We did not find any significant differences in sCD25 levels between patients with ADC and SQC, which supports the observations presented by others [37,38,39,40]. The sCD25 levels were also independent on gender, though the relative changes in sCD25 compared to baseline were or tended to be higher in females than in males. Data from the literature show that while the sCD25 protein level is not affected by gender in healthy individuals [45,46], it may be disease-specific [42]. Although some authors reported that serum sCD25 increased with age [27,46,47], others obtained contradictory results [22,42]. We observed no difference in baseline sCD25 between older and younger individuals. However, after the first dose of ICI, sCD25 level increased more in older (≥65 years) than in younger patients (163.2 vs. 137.8%, p < 0.01). In general, serum sCD25 increased at the end of the first treatment cycle almost in all patients dosed with ATEZO or PEMBRO, and this agrees with the observations for other ICIs [32,48].
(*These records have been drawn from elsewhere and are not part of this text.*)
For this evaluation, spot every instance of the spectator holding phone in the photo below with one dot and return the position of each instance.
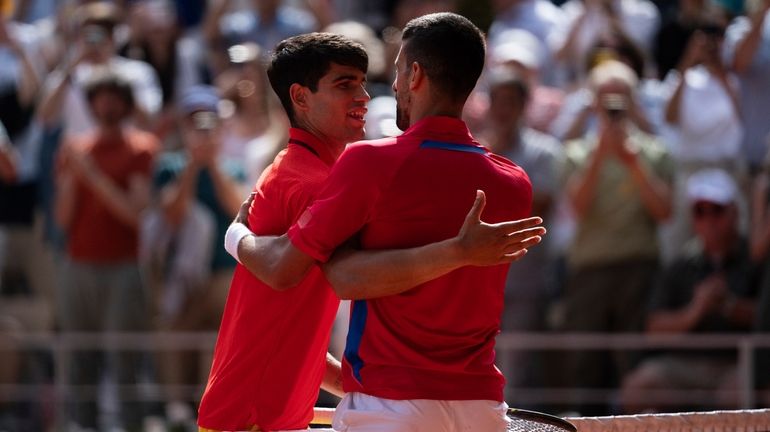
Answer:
(618, 185)
(703, 113)
(198, 193)
(62, 103)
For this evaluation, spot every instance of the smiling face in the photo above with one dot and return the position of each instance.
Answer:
(335, 112)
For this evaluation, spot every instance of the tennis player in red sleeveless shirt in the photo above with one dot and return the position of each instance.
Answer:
(421, 359)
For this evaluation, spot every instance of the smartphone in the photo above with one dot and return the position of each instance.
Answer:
(94, 35)
(615, 105)
(205, 120)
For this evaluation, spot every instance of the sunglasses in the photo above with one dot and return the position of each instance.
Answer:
(702, 210)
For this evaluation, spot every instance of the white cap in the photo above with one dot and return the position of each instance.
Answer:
(520, 46)
(711, 185)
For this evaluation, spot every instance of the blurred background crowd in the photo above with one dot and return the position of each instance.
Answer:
(131, 131)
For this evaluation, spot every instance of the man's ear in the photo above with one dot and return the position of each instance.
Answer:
(298, 96)
(417, 76)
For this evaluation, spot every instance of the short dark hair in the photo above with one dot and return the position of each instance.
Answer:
(108, 80)
(306, 58)
(450, 48)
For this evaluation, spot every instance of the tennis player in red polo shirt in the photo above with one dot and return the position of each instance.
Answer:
(421, 360)
(270, 356)
(269, 359)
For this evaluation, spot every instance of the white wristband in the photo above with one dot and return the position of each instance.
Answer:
(235, 232)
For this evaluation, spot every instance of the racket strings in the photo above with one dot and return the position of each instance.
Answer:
(525, 425)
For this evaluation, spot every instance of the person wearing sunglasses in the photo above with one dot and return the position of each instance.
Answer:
(709, 288)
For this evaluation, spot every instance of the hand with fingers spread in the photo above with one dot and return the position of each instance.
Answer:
(488, 244)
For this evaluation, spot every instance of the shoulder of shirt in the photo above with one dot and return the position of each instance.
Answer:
(377, 146)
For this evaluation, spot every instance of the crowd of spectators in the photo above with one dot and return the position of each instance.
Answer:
(131, 131)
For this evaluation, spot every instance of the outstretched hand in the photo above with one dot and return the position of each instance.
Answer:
(490, 244)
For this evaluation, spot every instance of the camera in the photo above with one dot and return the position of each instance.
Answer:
(615, 105)
(205, 120)
(94, 35)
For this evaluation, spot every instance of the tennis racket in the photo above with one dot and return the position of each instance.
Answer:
(533, 421)
(521, 421)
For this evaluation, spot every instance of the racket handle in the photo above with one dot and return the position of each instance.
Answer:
(322, 416)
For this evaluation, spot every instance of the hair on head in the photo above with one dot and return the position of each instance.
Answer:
(451, 50)
(306, 58)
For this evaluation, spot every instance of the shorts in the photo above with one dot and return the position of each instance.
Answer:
(358, 412)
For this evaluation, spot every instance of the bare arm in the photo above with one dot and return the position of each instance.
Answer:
(581, 185)
(747, 47)
(655, 193)
(8, 158)
(332, 380)
(369, 274)
(356, 274)
(29, 83)
(66, 195)
(760, 218)
(707, 298)
(175, 198)
(274, 260)
(228, 191)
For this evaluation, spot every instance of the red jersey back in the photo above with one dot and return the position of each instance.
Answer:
(435, 341)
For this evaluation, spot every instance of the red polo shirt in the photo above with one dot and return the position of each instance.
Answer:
(270, 354)
(435, 341)
(96, 234)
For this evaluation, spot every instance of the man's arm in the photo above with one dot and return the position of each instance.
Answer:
(368, 274)
(332, 381)
(357, 274)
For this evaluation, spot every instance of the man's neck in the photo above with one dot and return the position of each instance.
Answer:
(110, 132)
Reports about sCD25 and ICIs concern mostly CTLA-4-blockade and melanoma patients [32,33]. A study by Hannani and colleagues [32] revealed that higher baseline sCD25 predicted shorter OS in patients administered with ipilimumab. Similar conclusions were later presented by Bajor and colleagues [33] for concomitant therapy with tremelimumab and a CD40 agonist. We did not confirm the association between sCD25 values and OS in the study population. However, we demonstrated that the concentrations of sCD25 measured at selected time points during immunotherapy were significant predictors of TTF and PFS. One year after the start of the anti-PD-1/PD-L1 treatment, at least three times more NSCLC patients did not experience progression, and about four times more patients still continued therapy when their baseline sCD25 was low (<5.99 ng/mL). This corroborates with the results of Armand and colleagues [49], who reported poor response to NIVO (anti-PD-1) in patients with lymphoma and high baseline sCD25.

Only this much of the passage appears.